Researchers at Children’s of Alabama and the University of Alabama at Birmingham (UAB) have received more than $3.7 million from the National Institutes of Health to study the increasing prevalence of diabetes in youth as part of a nationwide consortium. Ambika Ashraf, M.D., director of the Division of Pediatric Endocrinology and Diabetes at Children’s of Alabama and UAB, and Barbara Gower, Ph.D., interim chair and professor in the UAB Department of Nutrition Sciences, will lead the UAB site.

The study is part of a project designed to identify the predictors of Type 2 diabetes in youth. UAB and Children’s, located in the U.S. diabetes belt and home to the UAB Comprehensive Diabetes Center and Diabetes Research Center, were collectively one of 15 institutions selected to participate.

“Our research aims to further understand health disparities in diabetes prevalence, as well as study the impact of particular risk factors on the conversion of prediabetes to Type 2 diabetes,” Ashraf said. “This knowledge would allow us to better treat children, especially minority children, who have prediabetes.”

Prediabetes is a serious health condition in which blood sugar levels are higher than normal, but not high enough yet to be diagnosed as Type 2 diabetes. 
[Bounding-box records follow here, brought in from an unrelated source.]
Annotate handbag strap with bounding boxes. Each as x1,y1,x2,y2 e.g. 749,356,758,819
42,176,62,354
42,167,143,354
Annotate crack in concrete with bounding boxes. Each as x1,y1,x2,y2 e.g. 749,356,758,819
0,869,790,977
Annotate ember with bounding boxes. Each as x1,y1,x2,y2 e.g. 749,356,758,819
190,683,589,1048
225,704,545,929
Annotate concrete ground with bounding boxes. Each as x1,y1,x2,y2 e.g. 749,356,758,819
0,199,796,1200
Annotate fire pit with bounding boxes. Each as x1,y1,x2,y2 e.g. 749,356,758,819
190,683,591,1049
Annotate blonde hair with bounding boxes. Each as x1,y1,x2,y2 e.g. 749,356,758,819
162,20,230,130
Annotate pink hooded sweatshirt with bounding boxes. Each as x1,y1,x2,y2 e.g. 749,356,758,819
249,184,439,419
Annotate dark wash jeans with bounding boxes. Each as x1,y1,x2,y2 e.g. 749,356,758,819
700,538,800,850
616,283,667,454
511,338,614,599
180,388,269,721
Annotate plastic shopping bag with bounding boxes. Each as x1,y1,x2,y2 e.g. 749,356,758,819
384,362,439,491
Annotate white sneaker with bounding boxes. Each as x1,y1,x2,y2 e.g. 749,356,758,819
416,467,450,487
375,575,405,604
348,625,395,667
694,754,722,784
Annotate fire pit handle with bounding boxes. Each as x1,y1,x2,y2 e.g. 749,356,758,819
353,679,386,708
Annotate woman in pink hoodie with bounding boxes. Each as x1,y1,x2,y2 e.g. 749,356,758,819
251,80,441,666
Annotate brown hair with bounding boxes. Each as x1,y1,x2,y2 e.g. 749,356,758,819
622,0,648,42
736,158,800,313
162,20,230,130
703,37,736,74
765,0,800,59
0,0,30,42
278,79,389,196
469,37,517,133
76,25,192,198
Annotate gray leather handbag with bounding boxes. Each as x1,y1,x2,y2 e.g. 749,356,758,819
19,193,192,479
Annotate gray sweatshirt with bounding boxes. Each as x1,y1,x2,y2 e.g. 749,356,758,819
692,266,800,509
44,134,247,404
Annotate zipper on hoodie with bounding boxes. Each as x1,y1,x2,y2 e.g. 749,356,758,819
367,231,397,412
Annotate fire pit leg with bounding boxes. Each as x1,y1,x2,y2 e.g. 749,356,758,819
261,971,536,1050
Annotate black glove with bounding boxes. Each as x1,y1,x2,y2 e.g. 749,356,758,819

Over the course of the project, which will end in November 2027, researchers hope to enroll 1,500-3,000 youth who are at risk for diabetes. The main objective of the study is to identify factors that predict conversion to Type 2.

All participants will be non-diabetic, but at risk, at the time of recruitment and baseline testing. The team of researchers will record body composition, beta-cell function, insulin sensitivity, diet, physical activity, psycho-social factors, the intra-uterine environment, genetic polymorphisms related to diabetes risk and other factors that may affect risk for Type 2 diabetes.